The 30 MLB teams drew nearly 64.6 million fans for the regular season that ended Wednesday, which is up from the 45.3 million who attended games in 2021, according to baseball-reference.com. This year’s numbers are still down from the 68.5 million who attended games in 2019, which was the last season that wasn’t affected by the pandemic.

The 111-win Los Angeles Dodgers led baseball with 3.86 million fans flocking to Dodger Stadium for an average of 47,672 per contest. The Oakland Athletics – who lost 102 games, play in an aging stadium and are the constant subject of relocation rumors – finished last, drawing just 787,902 fans for an average of less than 10,000 per game.

The St. Louis Cardinals finished second, drawing 3.32 million fans. They were followed by the Yankees (3.14 million), defending World Series champion Braves (3.13 million) and Padres (2.99 million).

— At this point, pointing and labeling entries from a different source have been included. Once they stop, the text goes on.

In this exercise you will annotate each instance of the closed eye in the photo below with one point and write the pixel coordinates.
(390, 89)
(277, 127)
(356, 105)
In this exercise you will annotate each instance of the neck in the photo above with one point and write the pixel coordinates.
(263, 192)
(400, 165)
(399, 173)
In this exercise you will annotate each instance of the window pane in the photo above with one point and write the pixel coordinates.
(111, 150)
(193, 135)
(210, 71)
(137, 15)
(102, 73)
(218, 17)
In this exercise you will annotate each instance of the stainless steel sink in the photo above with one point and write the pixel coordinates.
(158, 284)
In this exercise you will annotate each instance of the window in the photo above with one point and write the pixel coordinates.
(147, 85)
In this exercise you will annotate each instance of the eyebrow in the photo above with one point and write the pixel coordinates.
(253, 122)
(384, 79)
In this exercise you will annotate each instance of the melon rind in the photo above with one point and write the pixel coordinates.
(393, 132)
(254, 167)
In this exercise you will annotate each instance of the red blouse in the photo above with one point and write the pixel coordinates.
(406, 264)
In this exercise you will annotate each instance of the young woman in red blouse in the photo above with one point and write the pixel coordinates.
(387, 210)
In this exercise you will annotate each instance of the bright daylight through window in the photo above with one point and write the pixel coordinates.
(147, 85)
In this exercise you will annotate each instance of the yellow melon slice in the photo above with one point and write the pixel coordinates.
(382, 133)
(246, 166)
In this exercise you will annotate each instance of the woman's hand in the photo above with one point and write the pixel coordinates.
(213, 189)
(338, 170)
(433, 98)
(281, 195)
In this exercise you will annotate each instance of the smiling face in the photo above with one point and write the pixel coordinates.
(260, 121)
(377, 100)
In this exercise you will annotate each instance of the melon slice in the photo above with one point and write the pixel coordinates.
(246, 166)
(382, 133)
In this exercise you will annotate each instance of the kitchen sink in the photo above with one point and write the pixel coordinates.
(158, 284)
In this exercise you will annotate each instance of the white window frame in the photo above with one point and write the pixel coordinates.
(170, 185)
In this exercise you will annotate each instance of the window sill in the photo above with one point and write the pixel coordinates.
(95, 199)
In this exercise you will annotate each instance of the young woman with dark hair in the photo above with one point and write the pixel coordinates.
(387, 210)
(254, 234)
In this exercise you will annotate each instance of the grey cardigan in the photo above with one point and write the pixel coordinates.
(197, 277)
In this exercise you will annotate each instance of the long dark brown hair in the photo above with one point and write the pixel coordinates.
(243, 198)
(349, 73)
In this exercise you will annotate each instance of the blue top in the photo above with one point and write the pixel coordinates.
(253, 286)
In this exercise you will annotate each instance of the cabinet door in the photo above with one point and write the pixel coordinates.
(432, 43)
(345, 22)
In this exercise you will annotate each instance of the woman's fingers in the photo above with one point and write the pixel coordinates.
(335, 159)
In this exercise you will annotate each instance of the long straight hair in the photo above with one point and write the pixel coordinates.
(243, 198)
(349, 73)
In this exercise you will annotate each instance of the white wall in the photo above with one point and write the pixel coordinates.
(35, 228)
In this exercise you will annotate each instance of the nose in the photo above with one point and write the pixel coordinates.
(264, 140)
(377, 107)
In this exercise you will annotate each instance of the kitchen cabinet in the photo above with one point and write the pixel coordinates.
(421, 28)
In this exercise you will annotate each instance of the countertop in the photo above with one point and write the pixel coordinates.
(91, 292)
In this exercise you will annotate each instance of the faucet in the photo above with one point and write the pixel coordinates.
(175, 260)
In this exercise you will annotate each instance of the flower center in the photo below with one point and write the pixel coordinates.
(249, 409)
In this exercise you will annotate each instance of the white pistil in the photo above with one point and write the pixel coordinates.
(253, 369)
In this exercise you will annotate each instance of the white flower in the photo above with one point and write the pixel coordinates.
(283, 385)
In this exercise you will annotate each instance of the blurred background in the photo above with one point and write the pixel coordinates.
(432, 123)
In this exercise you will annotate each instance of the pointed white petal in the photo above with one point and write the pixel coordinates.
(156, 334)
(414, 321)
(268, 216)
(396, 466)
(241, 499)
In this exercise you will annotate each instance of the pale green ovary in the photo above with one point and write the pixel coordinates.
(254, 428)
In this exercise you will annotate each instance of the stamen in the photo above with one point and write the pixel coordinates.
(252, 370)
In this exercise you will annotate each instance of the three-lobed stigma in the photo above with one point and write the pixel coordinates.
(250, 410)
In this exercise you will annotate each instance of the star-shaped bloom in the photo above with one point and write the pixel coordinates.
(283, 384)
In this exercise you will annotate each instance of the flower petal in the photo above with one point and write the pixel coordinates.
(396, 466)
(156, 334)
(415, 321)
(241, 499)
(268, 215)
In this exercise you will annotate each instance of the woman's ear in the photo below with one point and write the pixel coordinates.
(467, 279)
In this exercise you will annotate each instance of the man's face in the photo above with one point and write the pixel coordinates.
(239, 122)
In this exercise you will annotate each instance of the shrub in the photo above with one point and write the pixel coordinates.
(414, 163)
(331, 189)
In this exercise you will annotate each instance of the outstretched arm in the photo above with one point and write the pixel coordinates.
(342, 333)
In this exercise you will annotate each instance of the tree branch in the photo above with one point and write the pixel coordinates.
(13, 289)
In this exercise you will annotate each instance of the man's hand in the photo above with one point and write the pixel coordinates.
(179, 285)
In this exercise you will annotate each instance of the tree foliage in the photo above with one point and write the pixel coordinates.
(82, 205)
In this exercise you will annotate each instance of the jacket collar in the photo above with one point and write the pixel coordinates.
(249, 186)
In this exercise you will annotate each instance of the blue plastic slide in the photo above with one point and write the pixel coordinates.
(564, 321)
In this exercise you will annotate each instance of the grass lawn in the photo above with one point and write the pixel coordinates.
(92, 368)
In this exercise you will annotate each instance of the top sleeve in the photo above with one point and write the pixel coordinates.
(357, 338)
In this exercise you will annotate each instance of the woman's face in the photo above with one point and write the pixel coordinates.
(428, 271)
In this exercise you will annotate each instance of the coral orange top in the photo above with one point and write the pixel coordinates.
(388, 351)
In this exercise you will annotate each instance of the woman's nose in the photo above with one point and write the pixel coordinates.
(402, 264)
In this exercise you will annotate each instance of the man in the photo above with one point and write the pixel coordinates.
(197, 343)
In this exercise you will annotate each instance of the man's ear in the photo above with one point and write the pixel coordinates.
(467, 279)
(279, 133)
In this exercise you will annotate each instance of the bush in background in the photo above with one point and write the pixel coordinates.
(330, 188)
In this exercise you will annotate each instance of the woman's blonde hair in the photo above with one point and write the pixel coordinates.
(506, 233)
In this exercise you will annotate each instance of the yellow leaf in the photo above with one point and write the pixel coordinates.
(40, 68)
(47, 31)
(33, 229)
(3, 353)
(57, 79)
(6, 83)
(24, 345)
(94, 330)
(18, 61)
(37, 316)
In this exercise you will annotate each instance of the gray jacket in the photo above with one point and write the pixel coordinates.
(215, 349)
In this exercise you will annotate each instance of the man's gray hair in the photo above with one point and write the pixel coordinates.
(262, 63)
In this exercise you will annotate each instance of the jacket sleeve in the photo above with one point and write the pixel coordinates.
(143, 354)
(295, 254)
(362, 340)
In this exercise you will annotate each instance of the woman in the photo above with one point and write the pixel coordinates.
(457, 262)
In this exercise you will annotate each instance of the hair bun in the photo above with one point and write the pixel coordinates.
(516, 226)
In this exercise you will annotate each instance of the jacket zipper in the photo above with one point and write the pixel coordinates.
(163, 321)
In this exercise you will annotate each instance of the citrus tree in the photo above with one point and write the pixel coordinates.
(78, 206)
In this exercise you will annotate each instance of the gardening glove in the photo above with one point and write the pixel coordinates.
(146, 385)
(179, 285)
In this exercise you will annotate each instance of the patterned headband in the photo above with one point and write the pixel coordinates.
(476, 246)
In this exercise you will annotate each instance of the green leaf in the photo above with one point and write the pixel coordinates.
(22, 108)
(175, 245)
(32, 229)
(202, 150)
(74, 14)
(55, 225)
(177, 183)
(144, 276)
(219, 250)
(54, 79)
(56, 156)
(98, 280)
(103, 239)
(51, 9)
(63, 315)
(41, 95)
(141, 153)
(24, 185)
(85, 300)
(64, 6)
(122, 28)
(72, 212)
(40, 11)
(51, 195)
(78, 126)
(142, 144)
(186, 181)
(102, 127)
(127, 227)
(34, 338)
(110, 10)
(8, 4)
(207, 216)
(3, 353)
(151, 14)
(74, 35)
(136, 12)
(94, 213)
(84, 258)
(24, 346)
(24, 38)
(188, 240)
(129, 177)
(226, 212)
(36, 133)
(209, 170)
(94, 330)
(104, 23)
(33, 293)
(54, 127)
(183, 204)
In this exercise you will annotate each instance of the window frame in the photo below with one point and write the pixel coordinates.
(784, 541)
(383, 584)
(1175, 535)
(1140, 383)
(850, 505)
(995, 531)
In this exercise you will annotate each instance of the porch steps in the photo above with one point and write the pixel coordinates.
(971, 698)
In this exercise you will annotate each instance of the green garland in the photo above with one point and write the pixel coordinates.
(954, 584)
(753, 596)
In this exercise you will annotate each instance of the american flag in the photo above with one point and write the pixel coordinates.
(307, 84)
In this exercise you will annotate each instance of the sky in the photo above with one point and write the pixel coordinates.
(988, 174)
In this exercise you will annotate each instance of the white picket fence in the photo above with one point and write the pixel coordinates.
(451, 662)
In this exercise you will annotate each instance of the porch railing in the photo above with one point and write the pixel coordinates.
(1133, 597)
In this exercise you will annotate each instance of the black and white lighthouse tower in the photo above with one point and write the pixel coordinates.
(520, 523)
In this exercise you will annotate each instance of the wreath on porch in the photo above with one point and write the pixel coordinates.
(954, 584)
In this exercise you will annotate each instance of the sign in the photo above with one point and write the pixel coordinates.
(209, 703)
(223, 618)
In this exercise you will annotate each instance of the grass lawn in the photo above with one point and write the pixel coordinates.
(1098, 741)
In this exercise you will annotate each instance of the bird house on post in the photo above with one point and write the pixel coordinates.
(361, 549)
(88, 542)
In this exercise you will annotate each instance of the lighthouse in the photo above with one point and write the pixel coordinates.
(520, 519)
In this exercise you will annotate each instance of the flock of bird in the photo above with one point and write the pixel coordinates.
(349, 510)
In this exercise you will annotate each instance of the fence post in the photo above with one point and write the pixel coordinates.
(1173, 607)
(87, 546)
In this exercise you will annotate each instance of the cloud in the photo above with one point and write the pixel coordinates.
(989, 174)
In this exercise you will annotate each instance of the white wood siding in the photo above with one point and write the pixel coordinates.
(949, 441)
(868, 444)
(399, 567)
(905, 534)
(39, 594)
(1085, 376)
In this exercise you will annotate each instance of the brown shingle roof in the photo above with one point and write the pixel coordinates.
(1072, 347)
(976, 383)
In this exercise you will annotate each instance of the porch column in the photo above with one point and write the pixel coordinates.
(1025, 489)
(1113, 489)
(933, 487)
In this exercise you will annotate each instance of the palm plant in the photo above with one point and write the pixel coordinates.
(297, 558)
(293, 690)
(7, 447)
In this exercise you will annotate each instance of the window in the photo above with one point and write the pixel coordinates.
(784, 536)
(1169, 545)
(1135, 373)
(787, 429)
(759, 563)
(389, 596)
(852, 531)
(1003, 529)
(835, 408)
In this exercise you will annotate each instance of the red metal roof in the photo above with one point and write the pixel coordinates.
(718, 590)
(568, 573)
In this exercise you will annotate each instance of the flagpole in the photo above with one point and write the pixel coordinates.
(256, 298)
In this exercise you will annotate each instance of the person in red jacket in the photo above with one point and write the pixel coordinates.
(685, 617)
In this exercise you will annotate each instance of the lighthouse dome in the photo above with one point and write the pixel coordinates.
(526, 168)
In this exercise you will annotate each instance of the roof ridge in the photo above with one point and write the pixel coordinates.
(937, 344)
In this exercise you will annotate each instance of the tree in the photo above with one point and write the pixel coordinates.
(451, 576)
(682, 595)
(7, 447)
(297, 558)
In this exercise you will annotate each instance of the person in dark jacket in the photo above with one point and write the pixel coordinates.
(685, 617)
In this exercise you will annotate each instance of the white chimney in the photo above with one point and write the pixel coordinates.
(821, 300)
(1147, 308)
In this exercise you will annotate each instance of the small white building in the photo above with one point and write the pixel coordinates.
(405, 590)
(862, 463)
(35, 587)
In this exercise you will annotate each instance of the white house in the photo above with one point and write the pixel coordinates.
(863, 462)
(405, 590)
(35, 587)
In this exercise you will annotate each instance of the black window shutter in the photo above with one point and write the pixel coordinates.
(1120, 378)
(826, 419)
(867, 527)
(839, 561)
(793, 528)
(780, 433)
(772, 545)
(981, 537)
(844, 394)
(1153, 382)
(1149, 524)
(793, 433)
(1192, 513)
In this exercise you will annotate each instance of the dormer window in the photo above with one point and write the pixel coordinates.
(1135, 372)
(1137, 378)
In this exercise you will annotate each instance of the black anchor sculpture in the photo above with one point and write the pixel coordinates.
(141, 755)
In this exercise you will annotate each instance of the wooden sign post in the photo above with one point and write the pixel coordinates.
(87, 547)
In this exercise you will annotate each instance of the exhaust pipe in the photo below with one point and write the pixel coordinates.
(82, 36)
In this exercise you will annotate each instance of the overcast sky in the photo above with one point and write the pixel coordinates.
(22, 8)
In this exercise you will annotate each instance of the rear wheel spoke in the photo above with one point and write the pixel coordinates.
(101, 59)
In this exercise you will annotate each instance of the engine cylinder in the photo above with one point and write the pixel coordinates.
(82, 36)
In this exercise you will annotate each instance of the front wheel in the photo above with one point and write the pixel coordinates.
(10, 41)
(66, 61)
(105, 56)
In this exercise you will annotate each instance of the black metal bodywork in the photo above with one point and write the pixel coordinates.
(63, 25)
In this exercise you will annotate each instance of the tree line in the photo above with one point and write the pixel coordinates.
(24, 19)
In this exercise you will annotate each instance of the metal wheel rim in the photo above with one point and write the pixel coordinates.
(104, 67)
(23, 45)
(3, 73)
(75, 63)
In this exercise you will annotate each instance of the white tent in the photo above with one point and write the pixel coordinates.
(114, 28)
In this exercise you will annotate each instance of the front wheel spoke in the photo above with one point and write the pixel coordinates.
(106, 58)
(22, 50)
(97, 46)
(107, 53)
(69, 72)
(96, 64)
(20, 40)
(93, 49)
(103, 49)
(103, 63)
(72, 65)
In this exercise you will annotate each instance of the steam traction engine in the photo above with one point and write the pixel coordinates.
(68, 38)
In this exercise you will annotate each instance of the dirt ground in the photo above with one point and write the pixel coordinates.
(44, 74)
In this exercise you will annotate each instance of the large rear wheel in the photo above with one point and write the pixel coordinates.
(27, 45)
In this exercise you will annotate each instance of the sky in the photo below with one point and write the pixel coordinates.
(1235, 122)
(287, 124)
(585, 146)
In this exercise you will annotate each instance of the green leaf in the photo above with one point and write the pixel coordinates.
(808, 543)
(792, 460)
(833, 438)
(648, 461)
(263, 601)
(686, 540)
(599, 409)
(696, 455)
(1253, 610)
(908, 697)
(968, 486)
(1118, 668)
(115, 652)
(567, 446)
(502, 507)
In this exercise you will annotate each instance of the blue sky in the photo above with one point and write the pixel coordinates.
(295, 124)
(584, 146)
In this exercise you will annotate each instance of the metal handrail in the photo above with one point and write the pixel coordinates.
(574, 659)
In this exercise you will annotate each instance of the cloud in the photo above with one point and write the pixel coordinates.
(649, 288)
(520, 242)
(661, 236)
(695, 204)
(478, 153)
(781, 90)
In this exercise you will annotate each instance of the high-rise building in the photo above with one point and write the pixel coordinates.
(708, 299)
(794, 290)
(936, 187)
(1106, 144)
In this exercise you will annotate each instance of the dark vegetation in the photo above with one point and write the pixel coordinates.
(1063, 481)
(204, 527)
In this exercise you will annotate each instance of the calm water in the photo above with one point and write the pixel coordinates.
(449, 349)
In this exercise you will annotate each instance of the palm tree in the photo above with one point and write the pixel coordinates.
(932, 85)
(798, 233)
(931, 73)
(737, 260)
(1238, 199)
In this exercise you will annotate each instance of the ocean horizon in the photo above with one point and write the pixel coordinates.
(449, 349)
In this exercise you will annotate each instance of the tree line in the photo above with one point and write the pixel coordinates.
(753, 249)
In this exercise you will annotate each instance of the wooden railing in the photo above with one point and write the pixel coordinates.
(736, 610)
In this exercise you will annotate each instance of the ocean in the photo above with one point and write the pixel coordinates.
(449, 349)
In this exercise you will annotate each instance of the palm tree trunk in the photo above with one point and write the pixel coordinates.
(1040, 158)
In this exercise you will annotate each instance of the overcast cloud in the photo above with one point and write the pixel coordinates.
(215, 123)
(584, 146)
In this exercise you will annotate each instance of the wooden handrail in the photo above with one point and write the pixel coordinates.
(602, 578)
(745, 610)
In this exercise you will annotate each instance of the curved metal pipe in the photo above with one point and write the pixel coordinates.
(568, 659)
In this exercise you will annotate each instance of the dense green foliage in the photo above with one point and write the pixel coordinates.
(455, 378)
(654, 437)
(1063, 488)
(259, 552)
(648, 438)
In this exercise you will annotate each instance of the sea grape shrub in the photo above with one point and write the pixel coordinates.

The Toronto Blue Jays saw the biggest jump in attendance, rising from 805,901 fans to about 2.65 million. They were followed by the Cardinals, Yankees, Mariners, Dodgers, and Mets, which all drew more than a million fans more than in 2021.

The Rangers and Reds were the only teams to draw fewer fans than in 2021.

Only the Rangers started the 2021 season at full capacity and all 30 teams weren’t at 100% until July. No fans were allowed to attend regular season games in 2020.

MLB attendance had been declining slowly for years – even before the pandemic – after hitting its high mark of 79.4 million in 2007. This year’s 64.6 million fans is the fewest in a non-COVID-19 season since the sport expanded to 30 teams in 1998.

The lost attendance has been balanced in some ways by higher viewership on the sport’s MLB.TV streaming service. Viewers watched 11.5 billion minutes of content in 2022, which was a record high and up nearly 10% from 2021.